Methods Data regarding patient demographics and opioid utilisation were collected from the electronic health records of included patients at a large university teaching hospital. Patients on the outpatient waiting list for primary hip and knee arthroplasty as of September 2020 (COVID-19 group) were compared with historical controls (Controls) who had previously undergone surgery. A sample size calculation indicated 452 patients were required to detect a 15% difference in opioid prescription rates between groups.
Results A total of 548 patients (58.2% female) were included, 260 in the COVID-19 group and 288 in the Controls. Baseline demographics were similar between the groups. For those with data available, the proportion of patients on any opioid at follow-up in the COVID-19 group was significantly higher: 55.0% (143/260) compared with 41.2% (112/272) in the Controls (p=0.002). This remained significant when adjusted for confounding (age, gender, Scottish Index of Multiple Deprivation, procedure and wait time). The proportion of patients on a strong opioid was similar (4.2% (11/260) vs 4.8% (13/272)) for COVID-19 and Controls, respectively. The median waiting time from referral to follow-up was significantly longer in the COVID-19 group compared with the Controls (455 days vs 365 days; p<0.0001).
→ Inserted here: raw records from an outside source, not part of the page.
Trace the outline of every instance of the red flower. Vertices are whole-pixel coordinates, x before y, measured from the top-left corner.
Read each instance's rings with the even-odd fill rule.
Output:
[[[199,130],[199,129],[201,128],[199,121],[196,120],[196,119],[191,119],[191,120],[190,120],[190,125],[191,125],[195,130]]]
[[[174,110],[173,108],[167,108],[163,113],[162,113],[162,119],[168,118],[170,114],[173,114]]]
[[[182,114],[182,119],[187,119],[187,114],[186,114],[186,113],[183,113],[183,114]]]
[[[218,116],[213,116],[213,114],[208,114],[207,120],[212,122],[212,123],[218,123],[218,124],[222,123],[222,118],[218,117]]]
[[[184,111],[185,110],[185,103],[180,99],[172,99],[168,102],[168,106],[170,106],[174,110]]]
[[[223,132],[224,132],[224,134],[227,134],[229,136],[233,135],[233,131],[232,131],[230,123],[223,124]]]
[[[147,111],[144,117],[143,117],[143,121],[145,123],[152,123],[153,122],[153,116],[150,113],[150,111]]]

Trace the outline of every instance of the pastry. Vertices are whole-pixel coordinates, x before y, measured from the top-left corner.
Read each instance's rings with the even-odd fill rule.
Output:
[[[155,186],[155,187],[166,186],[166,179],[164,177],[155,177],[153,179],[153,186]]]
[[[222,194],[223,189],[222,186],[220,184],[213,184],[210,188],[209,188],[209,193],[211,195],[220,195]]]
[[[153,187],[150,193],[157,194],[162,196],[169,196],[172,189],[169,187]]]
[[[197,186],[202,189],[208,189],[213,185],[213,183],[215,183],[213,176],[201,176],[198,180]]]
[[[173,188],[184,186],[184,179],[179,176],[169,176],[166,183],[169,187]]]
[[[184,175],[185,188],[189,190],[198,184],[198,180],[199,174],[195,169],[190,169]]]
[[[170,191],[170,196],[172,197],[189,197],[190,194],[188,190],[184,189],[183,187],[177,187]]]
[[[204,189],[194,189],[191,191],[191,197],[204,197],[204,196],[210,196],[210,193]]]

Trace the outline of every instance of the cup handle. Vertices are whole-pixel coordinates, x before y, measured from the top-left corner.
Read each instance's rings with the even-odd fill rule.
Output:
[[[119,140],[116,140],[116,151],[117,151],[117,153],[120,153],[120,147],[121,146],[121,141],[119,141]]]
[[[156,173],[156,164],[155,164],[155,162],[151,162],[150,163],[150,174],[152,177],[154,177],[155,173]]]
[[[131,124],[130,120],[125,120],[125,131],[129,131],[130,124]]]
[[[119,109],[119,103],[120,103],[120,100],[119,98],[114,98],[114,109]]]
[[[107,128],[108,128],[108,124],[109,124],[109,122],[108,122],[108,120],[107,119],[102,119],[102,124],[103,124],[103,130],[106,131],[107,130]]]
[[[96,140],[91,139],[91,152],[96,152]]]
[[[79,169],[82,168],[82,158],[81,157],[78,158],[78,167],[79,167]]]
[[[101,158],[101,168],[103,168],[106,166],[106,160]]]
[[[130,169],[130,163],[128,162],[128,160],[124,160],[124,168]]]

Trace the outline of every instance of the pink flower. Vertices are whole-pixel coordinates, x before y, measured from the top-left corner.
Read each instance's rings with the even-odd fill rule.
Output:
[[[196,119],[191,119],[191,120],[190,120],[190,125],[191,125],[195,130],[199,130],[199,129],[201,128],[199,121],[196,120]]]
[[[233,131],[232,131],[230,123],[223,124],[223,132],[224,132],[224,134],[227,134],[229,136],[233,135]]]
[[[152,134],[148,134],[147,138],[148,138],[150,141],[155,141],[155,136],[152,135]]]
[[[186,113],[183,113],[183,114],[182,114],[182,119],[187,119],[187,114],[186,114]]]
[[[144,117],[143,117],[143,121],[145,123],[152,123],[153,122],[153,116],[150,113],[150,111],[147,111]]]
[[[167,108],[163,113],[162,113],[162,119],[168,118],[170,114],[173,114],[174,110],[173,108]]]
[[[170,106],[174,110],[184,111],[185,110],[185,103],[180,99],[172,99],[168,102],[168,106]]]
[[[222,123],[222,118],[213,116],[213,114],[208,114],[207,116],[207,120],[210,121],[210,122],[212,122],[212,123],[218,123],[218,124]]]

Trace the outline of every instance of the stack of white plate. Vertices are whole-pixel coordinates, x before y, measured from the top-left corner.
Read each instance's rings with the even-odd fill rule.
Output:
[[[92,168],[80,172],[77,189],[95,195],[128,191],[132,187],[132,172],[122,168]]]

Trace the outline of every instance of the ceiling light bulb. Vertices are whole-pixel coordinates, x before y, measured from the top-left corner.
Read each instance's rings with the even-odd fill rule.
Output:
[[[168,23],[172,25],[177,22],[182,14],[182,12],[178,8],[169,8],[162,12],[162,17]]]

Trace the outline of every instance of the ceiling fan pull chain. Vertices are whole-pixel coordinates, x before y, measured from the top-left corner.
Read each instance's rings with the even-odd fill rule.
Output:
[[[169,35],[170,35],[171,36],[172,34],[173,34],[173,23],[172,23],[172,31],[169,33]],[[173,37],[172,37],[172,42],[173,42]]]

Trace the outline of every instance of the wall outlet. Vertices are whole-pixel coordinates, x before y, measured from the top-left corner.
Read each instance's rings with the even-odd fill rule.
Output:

Conclusion The work provides evidence of potential for an emerging opioid problem associated with the influence of COVID-19 on elective arthroplasty services. Viable alternatives to opioid analgesia for those with end-stage arthritis should be explored, and prolonged waiting times for surgery ought to be avoided in the recovery from COVID-19 to prevent more widespread opioid use.
Data availability statement
Data are available upon reasonable request. Aggregated anonymised data is available on request.